To begin with, and with due respect, I should say, the author is not a natural wordsmith, but he has a family story to tell which I found worth persisting with, because these times were relevant to my own history. My parents started their family in 1941; they too were eking out a meagre living because of the deprivations of war; they too were seeking shelter from air raids, observing blackouts, watching developments fearfully. It resonated.
I’ve visited the Channel Islands twice and can envisage the places and scenarios Matthews talks about.
At the end of the 90s a beautiful tapestry had finally been completed commemorating the events of occupation, and I was blown away by the vibrancy of its panels and the profound sense of history it captures. The bulk of the embroidering was done by skilled needle workers, but anyone could add a stitch under their guidance, to give them a personal connection.

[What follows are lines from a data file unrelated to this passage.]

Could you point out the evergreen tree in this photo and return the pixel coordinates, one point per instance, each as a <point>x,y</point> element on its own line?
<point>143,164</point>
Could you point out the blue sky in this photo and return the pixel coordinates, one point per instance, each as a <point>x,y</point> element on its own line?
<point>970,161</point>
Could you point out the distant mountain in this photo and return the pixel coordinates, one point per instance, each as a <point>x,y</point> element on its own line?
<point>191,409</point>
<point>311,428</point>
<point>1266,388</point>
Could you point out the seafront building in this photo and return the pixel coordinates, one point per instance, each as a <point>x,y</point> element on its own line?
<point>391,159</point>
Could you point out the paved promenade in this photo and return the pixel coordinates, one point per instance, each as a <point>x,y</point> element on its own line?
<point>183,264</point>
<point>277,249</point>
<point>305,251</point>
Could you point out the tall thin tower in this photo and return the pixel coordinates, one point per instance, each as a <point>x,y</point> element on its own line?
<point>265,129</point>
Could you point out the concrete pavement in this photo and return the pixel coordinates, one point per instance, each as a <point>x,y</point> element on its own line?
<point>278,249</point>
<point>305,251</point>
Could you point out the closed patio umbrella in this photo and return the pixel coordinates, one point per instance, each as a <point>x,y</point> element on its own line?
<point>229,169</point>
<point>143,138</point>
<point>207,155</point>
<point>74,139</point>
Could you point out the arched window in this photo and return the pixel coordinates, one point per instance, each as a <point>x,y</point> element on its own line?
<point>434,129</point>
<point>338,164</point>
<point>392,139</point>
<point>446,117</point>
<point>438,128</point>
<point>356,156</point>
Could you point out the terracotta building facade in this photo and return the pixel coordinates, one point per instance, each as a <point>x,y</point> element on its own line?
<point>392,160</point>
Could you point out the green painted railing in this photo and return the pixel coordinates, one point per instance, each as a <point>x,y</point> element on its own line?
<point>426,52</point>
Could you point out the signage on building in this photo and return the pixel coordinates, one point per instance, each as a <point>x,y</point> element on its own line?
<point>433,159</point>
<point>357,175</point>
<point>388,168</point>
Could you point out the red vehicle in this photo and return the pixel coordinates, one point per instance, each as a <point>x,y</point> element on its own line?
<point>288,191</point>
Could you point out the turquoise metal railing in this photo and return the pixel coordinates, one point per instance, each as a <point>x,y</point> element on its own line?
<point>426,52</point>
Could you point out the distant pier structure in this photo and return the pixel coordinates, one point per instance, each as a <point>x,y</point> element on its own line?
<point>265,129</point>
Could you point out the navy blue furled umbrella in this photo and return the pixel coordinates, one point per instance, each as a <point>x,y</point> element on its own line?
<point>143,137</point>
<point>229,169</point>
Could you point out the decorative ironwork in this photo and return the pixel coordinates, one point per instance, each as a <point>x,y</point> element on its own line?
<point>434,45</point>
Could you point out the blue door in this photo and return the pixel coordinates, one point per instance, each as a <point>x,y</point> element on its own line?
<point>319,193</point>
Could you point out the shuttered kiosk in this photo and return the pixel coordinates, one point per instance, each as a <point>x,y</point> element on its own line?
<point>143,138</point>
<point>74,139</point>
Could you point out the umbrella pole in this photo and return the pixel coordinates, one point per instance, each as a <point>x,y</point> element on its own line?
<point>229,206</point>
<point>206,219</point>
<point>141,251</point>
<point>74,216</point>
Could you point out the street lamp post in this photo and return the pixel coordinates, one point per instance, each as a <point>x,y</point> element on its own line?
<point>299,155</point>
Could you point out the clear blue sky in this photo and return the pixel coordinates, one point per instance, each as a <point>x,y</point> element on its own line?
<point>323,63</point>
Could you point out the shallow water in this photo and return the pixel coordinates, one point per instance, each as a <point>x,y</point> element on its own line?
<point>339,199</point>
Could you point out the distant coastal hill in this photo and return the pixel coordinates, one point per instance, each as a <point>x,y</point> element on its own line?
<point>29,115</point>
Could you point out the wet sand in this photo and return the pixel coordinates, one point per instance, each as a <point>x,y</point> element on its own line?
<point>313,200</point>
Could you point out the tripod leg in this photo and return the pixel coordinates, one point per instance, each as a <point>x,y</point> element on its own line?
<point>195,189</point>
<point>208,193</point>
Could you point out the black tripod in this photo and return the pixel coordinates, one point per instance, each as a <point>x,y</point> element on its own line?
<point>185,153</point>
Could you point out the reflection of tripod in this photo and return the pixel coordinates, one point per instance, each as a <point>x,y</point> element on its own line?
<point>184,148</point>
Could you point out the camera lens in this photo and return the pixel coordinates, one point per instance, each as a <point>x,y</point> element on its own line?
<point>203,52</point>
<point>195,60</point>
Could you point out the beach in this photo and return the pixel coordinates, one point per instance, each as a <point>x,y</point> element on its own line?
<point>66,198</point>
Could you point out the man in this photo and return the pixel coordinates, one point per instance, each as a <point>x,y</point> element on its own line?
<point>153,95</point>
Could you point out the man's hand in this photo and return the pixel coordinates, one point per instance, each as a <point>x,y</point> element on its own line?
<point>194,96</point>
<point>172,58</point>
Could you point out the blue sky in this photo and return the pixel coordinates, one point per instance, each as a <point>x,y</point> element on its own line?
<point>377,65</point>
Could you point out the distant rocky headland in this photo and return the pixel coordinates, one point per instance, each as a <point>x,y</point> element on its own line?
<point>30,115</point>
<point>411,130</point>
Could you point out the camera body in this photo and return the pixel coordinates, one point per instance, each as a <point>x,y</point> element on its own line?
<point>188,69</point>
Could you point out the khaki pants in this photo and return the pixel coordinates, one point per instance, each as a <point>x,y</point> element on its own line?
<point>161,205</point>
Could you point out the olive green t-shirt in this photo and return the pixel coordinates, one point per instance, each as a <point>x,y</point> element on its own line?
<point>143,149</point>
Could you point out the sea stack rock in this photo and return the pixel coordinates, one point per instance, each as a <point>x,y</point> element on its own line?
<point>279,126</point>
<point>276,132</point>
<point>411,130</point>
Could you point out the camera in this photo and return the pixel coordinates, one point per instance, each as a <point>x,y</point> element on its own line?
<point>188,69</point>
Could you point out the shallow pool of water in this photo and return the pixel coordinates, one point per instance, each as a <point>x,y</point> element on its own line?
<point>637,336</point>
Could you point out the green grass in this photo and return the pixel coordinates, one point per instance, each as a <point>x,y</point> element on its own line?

And it’s that personal identification with events and experiences that I’ve been preoccupied with this week.
Identifying with dates and details in this book, I’m reminded of the profound feeling I had in Berlin where there is so much to remind one of the horrors perpetrated in the 40s which must never be forgotten. I felt devastated by a sense of terrible loss when I stood on the edge of a railway line marking the number of Jews deported to the concentration camps on the day of my birth. I was bereft of words looking at the memorials to the Romany people, to the trains taking children to life or to death, to the six million Jews who died in the concentration camps – all of which happened in my early childhood.
And isn’t that what we try to do with novel writing? Take the reader into that place, that time, that emotion? Leave them feeling the connection. So even though The Day the Nazis Came isn’t going to win any literary prizes, it’s enabling us to hear what it was like to live innocently on these beautiful islands, and nevertheless be sucked into a darkness, an evil, beyond comprehension.